In 1932, Upton ran for a fourth term in the senate. Once again, he was unopposed in both the Republican primary and the general election. The 1933 legislative session began with a special session held during the first week of January followed a regular session that lasted two months. A second special session was held in late November and early December. During these sessions, Upton served as chairman of the Judiciary Committee. He was also a member of six other committees including banking, insurance, game, irrigation and drainage, road and highways, and alcohol control. Prior to the second special session, Governor Meier appointed Upton to a special commission charged with recommending regulations to control liquor distribution and sales in Oregon following repeal of Prohibition in the United States.

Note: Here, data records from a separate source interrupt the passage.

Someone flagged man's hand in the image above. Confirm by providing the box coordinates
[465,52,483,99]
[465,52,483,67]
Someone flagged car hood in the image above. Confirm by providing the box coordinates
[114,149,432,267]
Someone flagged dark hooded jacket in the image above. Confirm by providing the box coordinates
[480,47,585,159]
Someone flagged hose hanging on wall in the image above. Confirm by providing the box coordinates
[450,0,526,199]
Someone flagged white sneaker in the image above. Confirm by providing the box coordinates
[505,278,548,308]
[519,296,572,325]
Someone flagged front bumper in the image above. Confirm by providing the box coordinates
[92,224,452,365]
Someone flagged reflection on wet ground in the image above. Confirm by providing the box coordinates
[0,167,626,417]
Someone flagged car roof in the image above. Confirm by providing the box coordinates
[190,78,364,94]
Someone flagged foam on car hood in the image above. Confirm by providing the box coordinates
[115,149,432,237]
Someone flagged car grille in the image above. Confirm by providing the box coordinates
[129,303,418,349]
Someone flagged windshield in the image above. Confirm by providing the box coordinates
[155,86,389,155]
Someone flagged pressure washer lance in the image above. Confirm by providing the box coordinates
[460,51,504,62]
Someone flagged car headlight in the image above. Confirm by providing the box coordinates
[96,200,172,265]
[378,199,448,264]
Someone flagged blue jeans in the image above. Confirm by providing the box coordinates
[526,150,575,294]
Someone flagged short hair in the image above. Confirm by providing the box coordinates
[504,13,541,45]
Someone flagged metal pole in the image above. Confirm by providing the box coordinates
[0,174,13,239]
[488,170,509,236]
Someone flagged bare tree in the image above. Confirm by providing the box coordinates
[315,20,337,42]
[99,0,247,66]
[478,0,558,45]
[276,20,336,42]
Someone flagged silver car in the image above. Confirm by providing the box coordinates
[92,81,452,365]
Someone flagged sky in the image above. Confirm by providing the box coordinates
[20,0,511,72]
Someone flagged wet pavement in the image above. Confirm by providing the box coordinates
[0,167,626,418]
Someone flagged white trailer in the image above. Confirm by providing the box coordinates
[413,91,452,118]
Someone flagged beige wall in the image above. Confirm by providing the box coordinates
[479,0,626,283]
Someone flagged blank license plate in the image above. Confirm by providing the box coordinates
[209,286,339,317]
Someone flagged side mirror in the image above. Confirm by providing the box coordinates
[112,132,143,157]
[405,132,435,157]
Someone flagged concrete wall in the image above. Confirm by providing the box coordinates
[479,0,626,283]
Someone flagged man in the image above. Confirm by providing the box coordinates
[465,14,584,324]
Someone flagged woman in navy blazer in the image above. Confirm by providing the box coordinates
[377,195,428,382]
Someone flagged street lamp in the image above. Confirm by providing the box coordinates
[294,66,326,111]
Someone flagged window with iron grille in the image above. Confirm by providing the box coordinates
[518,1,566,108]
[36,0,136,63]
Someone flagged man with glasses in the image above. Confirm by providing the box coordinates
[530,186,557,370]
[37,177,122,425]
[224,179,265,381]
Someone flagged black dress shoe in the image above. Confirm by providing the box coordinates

In early 1934, newspapers began reporting that Upton was likely to run for Congress in Oregon's 2nd Congressional District, which represented eastern Oregon. In March, he filed for the Republican nomination for the 2nd District seat. He easily beat David Graham of Vale in the Republican primary while the incumbent Congressman, Walter M. Pierce, was unopposed in the Democratic primary. After the primary, Upton resigned his seat in the state senate so he could focus on his Congress race. In the general election vote count, Upton took an early lead, but Pierce eventually won. The final vote was 29,221 for Pierce, 21,255 for Upton, and 1,034 for O. D. Teel, a socialist candidate.

== Later life ==
After losing the Congressional race, Upton returned to central Oregon where he continued his law practice and his ranching activities. As a lawyer, Upton handled a wide variety of legal cases. He represented the public institutions like the Bend School District as well as numerous private clients. Upton also continued his involved with local fraternal and civic organizations including the Elks, Eagles, Moose, Masons, Woodsmen of the World, Kiwanis, and the local Chamber of Commerce. He spoke at public events and Republican gatherings around the state. He was especially outspoken in his opposition to the policies of President Franklin D. Roosevelt.

In 1937, he was elected to the Bend Chamber of Commerce board of directors. Later that year, he was selected as chairman of the organizing committee for the United Spanish War Veterans national encampment to be held in Portland the following year. During the actual event in 1938, Upton was the chairman of the Spanish War veterans' nation convention. Upton also remained active in the Oregon Bar Association. He was appointed to the association's governing committee for a two-year term starting in 1938.

== Death and legacy ==
On 30 December 1938, Upton was killed in an automobile accident on U.S. Route 26 near Rhododendron, Oregon. The accident occurred as Upton, his wife, and another passenger were returning to central Oregon from a visit to Portland. The road was icy and Upton's vehicle skidded off-road into the Zigzag River. Upton and the other passengers were pulled from the vehicle by a party of skiers. The three injured individuals were taken to the Zigzag Civilian Conservation Corps camp located about a mile from the accident scene where they were treated by the camp doctor before being transported to a Portland hospital. Upton died on the way to the hospital. Upton's wife and the other passenger both recovered from their injuries.

On 3 January 1939, a large public funeral was held for Upton in Portland. The funeral service was overflowing with friends and admirers; many of them drove across the Cascade Mountains from central Oregon to attend the service. In addition, there were over 150 floral arrangements sent to the church for the ceremony.

Upton was honored by the Oregon Bar Association and the United Spanish War Veterans association with memorial resolutions at statewide events in 1939. The United Spanish War Veterans also renamed their central Oregon camp after Upton.